A Biscuit From the Titanic Is Going Up For Auction

Wikimedia Commons // Public Domain
Wikimedia Commons // Public Domain | Wikimedia Commons // Public Domain

When the Titanic sank over a century ago, James Fenwick was a passenger aboard the nearby SS Carpathian, which helped save survivors of the wreck. Somehow, Fenwick, who was on a honeymoon to Europe at the time, ended up with a strange memento from the tragedy: a biscuit from one of the survival kits found on the Titanic lifeboats. For over a century, the item sat in a Kodak photographic envelope at his family’s home. But this month, Fenwick’s family plans to put the historic treat up for auction. 

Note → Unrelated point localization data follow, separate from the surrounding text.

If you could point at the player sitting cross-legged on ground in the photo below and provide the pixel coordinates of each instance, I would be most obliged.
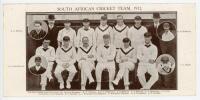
(105, 57)
(147, 54)
(65, 58)
(85, 58)
(126, 57)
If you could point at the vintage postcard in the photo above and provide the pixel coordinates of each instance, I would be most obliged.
(99, 49)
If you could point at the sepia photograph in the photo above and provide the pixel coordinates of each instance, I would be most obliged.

According to auctioneer Andrew Aldridge, the relic is likely to sell for up to $15,000. “It is the world’s most valuable biscuit,” Aldridge told The Guardian. “We don’t know which lifeboat the biscuit came from but there are no other Titanic lifeboat biscuits in existence, to my knowledge. It is incredible that this biscuit has survived such a dramatic event.”

In addition to the wheat and water Spillers and Bakers "Pilot" biscuit, Fenwick’s family is also selling his collection of Titanic rescue photos and his own first-hand account of the rescue, an excerpt of which reads: 

“5am. Awakened by hearing man’s voice Titanic gone down. We are rescuing passengers and are surrounded by icebergs. This is time to be up and doing. Going on deck we found boats at our side, crowded with those rescued, plus other boats coming from all quarters, just beyond and on all sides of us ... were the ’bergs.”

The biscuit certainly isn’t the only item to be auctioned from the Titanic disaster—the Titanic’s last lunch menu and other items were recently put on the market—but it's definitely one of a kind.